When the anesthesiologist was privy to the PSI value, the intervention occurred before the subject reached a level of general anesthesia. Additionally, the subjects were kept at a lighter sedation level with monitors of respiratory status such as RR, SPO2, tcpCO2 and EtCO2 being closer to normal ranges than when the PSI was not available, even at the time when an airway intervention occurred. If interventions were deemed to be appropriate for the blinded subjects, the intervention occurred when the mean PSI was considered to be general anesthesia and with significantly higher tcpCO2, indicating a prolonged hypoventilation. In addition, a larger number of airway interventions, and more aggressive interventions, were performed in the group where the anesthesiologist had access to PSI data.

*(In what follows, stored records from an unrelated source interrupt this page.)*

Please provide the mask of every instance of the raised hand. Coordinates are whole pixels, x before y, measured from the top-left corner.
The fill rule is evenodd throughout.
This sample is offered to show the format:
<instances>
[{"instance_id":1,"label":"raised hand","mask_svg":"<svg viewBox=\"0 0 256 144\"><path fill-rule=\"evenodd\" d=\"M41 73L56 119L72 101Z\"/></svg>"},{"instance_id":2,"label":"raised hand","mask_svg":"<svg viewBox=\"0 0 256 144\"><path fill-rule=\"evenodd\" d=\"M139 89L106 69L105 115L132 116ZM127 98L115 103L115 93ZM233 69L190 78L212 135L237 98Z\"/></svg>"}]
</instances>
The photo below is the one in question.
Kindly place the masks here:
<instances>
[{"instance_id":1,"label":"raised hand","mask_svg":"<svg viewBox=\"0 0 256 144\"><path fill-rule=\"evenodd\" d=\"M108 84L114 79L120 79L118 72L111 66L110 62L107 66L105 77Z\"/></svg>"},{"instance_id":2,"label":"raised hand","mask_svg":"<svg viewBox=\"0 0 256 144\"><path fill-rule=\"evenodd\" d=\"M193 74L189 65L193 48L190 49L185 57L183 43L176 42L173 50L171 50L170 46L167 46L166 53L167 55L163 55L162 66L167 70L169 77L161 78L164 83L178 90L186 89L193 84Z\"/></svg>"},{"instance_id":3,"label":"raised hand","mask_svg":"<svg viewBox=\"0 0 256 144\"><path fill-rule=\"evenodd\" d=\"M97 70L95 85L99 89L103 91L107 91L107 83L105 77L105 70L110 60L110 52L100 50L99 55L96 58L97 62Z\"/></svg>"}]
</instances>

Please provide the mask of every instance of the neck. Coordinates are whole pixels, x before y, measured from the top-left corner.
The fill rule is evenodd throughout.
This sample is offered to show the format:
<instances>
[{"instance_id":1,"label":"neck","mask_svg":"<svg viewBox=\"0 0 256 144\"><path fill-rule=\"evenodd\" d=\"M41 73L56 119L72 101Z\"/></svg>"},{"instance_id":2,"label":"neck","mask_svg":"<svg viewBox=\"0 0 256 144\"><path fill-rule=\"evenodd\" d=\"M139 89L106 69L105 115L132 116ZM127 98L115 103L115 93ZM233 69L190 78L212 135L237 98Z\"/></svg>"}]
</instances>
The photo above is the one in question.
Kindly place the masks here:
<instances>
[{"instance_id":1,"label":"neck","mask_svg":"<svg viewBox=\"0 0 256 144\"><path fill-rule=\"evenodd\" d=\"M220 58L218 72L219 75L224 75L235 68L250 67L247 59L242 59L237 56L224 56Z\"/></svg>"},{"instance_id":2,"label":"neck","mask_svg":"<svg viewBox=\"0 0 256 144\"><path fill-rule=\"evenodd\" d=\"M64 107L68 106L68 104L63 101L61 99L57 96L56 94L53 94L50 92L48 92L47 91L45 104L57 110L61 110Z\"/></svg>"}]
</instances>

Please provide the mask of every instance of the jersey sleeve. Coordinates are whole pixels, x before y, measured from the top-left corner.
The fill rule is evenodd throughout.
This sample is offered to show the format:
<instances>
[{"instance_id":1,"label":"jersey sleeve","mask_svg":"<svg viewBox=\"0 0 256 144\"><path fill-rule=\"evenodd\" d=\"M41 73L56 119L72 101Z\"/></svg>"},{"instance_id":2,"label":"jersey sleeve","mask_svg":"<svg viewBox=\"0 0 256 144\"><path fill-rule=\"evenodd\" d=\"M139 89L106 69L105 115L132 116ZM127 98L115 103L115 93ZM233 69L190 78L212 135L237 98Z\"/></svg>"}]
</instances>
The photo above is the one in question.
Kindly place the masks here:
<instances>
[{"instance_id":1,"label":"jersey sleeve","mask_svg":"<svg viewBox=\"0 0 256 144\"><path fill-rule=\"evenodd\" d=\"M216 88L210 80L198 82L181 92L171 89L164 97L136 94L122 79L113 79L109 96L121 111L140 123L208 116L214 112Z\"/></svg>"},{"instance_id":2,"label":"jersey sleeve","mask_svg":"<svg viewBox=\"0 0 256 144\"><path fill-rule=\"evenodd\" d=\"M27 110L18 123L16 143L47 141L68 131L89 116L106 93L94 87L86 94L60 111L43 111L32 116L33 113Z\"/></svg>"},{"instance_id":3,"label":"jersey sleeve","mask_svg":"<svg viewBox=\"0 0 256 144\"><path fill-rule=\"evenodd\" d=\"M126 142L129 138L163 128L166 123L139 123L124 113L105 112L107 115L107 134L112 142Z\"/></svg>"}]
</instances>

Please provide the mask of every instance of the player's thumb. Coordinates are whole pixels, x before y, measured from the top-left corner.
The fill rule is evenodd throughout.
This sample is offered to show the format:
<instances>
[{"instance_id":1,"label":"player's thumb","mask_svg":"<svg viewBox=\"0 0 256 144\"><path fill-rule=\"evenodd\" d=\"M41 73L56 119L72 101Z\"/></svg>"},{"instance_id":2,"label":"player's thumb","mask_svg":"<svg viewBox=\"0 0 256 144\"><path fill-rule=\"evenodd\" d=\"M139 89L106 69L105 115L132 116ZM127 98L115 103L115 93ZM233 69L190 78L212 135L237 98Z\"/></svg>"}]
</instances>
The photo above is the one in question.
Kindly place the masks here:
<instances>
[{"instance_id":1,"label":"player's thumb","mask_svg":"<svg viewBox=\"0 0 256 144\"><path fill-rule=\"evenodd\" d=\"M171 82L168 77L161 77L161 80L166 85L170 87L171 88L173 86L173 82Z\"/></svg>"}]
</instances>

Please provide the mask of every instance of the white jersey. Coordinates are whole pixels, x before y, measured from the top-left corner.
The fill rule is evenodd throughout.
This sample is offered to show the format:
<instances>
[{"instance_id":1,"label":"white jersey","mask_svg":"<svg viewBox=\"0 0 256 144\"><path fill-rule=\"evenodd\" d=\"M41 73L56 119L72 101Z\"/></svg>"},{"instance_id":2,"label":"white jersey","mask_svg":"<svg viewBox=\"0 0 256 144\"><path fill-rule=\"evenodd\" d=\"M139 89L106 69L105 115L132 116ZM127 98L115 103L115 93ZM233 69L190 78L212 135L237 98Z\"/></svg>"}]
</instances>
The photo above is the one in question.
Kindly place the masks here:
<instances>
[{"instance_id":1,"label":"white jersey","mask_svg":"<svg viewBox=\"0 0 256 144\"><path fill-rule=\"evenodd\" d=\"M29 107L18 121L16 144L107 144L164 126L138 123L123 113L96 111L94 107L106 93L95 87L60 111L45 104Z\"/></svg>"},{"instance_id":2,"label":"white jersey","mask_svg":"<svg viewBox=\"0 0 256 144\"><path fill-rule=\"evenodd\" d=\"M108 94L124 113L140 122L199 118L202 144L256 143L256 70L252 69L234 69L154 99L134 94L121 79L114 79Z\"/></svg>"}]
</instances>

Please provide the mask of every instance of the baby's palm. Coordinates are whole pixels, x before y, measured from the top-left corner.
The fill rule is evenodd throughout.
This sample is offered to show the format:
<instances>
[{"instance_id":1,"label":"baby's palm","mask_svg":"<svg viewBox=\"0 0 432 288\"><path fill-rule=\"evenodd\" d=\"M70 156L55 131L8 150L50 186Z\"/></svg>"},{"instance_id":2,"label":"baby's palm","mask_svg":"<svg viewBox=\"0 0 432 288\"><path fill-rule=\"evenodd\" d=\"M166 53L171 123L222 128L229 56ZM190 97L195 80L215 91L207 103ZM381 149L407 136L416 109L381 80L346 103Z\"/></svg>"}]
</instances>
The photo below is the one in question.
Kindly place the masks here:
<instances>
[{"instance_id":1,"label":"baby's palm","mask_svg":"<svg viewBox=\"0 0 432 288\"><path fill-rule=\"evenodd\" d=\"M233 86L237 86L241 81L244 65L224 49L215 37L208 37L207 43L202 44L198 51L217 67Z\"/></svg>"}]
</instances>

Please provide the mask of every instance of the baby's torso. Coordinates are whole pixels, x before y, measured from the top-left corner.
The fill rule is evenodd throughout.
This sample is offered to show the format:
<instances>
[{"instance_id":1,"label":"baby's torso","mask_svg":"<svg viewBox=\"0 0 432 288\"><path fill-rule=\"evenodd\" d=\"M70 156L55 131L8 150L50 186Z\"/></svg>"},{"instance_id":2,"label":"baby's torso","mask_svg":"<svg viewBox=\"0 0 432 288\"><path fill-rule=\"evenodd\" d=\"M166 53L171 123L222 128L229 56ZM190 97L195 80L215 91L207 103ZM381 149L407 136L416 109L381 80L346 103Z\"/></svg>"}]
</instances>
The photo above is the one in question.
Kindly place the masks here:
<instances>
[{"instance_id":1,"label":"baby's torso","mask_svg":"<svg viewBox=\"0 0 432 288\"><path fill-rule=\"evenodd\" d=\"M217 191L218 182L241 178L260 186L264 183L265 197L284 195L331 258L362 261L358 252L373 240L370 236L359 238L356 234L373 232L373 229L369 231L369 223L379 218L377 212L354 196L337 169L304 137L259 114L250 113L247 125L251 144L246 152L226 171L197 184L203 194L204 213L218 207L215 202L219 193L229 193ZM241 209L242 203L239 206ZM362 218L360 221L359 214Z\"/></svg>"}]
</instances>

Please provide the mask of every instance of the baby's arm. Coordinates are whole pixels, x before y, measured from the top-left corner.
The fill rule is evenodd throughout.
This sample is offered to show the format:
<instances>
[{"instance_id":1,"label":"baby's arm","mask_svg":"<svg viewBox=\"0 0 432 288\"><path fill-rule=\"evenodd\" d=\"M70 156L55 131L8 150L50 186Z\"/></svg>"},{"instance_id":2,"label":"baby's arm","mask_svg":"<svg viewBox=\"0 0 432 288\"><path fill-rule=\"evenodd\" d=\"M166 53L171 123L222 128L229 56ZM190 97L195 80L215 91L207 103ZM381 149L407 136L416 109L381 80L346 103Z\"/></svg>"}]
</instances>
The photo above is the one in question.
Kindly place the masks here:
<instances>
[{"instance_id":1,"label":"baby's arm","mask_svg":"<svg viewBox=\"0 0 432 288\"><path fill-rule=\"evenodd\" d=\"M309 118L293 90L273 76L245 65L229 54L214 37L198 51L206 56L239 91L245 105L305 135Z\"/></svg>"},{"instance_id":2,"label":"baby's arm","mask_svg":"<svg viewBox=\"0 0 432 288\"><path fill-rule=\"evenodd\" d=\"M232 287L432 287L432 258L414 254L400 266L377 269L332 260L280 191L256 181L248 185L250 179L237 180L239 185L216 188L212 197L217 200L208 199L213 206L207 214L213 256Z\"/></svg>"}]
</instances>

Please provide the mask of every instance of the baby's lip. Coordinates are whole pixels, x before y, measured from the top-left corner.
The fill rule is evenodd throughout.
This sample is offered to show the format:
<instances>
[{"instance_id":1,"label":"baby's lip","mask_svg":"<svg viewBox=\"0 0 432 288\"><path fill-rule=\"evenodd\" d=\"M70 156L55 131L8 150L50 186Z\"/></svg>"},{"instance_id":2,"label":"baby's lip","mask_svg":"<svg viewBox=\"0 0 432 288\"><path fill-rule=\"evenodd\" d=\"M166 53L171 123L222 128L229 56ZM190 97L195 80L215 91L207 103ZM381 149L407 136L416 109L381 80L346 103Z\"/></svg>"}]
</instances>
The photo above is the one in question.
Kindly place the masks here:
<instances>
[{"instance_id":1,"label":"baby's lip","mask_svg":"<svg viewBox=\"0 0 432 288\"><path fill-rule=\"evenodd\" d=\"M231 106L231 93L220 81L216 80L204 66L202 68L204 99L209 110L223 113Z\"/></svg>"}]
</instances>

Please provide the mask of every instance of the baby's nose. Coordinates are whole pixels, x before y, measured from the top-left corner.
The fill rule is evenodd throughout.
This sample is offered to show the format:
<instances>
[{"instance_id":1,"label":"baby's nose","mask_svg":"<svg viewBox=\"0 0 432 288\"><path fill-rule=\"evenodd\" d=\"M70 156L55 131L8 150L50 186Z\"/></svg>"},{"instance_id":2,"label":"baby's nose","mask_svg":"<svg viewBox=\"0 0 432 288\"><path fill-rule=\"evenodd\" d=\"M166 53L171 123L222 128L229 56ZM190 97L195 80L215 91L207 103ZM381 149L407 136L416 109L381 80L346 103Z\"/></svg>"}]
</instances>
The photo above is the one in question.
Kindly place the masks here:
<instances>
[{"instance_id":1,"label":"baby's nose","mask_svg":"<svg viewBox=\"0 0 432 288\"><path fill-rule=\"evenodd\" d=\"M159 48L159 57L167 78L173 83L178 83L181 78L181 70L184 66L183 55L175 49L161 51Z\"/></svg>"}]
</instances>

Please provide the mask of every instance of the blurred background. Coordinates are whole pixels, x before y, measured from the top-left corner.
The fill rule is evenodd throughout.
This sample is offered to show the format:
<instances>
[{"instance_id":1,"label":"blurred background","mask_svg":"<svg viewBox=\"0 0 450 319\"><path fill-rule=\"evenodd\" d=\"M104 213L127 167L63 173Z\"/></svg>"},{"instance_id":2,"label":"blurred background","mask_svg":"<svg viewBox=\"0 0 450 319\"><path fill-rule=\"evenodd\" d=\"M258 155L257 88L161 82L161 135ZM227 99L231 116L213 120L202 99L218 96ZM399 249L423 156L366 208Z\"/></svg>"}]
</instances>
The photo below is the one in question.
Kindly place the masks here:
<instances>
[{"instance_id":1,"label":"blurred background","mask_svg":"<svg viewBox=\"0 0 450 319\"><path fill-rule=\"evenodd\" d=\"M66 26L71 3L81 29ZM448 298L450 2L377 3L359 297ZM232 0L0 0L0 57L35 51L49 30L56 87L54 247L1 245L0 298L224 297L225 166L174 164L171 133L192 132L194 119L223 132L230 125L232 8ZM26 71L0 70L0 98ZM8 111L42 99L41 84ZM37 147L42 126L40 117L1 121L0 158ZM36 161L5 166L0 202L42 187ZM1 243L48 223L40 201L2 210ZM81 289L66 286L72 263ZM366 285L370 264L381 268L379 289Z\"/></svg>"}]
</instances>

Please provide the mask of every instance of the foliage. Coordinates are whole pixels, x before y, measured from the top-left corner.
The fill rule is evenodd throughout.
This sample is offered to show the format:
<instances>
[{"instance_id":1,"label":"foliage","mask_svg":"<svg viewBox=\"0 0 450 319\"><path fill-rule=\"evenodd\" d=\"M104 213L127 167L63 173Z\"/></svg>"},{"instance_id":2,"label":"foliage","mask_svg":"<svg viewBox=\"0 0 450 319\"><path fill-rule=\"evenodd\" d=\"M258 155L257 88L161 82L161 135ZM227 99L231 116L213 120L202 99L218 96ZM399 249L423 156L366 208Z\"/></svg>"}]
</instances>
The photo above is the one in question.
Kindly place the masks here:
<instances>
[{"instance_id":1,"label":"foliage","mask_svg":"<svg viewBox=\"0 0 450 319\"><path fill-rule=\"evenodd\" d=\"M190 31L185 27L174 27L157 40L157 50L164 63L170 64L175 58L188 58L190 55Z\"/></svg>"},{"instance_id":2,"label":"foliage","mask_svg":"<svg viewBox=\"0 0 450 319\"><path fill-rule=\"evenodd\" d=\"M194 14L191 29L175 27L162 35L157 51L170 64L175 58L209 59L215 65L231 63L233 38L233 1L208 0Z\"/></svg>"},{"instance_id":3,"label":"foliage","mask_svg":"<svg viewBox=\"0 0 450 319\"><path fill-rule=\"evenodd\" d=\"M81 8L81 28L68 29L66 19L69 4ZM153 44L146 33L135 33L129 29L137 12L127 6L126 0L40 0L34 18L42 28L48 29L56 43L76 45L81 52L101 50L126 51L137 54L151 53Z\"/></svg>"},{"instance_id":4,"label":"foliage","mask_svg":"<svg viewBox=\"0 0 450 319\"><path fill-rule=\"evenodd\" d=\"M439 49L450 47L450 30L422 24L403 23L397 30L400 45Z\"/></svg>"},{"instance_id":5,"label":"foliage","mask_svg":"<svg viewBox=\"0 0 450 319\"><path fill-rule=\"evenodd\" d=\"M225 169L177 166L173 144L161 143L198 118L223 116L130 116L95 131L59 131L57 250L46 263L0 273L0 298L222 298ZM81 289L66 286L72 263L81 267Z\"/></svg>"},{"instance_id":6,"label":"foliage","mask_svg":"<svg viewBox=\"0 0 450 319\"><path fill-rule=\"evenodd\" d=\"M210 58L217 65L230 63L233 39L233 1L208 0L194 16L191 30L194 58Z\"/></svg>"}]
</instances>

The use of supplemental oxygen during the procedure keeps the SpO2 in the high 90s and minimizes its usefulness as a sensitive monitor of respiratory depression (7–9). Downs and his team have clearly demonstrated how the administration of supplemental oxygen can allow arterial carbon dioxide levels to reach dangerously high levels before oxygen saturation declines significantly (8). Data from this study are consistent with Downs' work, as airway interventions were generally made by anesthesiologists while the SpO2 was still within acceptable levels but the tcpCO2 was elevated. The mean tcpCO2 of 48 mm Hg in the blinded group versus 43 mm Hg in the unblinded group indicates the blinded group experienced significant respiratory compromise, as the physiological rate of the increase of the partial pressure of arterial carbon dioxide is 3 to 6 mm Hg per minute during apnea (10).
The study was designed knowing that supplemental oxygen limits the usefulness of SpO2 and, therefore, EtCO2 and tcpCO2 were monitored to determine if the CO2 level change was predictive of respiratory distress. Stepwise logistic regression was performed on all measures of respiratory status and sedation levels to see if a combination of measurements in the minutes prior to an airway intervention was predictive of the intervention. None of the statistically significant measurements were related strongly enough to be predictive of the need for an intervention.
All colonoscopies were performed by one of two gastroenterologists. Ideally, future studies should be done utilizing a single gastroenterologist to ensure consistency. In addition, baseline vital signs including baseline CO2 should be recorded immediately prior to the start of the procedure in order to determine changes from baseline rather than protocol-driven parameters.
In conclusion, although none of the monitors were predictive of an airway intervention, the data showed that subjects undergoing colonoscopy were frequently taken to levels of general anesthesia and more patients required an airway intervention at deeper levels of sedation. When anesthesiologists were privy to PSI, the patients were maintained at a lighter sedation level, received more interventions to improve or restore ventilation, and had other measures of sedation and respiratory status that are closer to the normal ranges than when anesthesiologists were not privy to PSI data.
Funding was provided as Grant-In-Aid by Hospira, Inc., Lake Forest, IL. SEDLine© monitors were provided by Hospira, Inc., Lake Forest, IL, and are now marketed by Masimo Corp. TCM TOSCA® monitors were provided by Radiometer, Copenhagen, Denmark. Michael A. E. Ramsay, MD, received research grants and honoraria from Hospira, Inc. and Masimo Corp.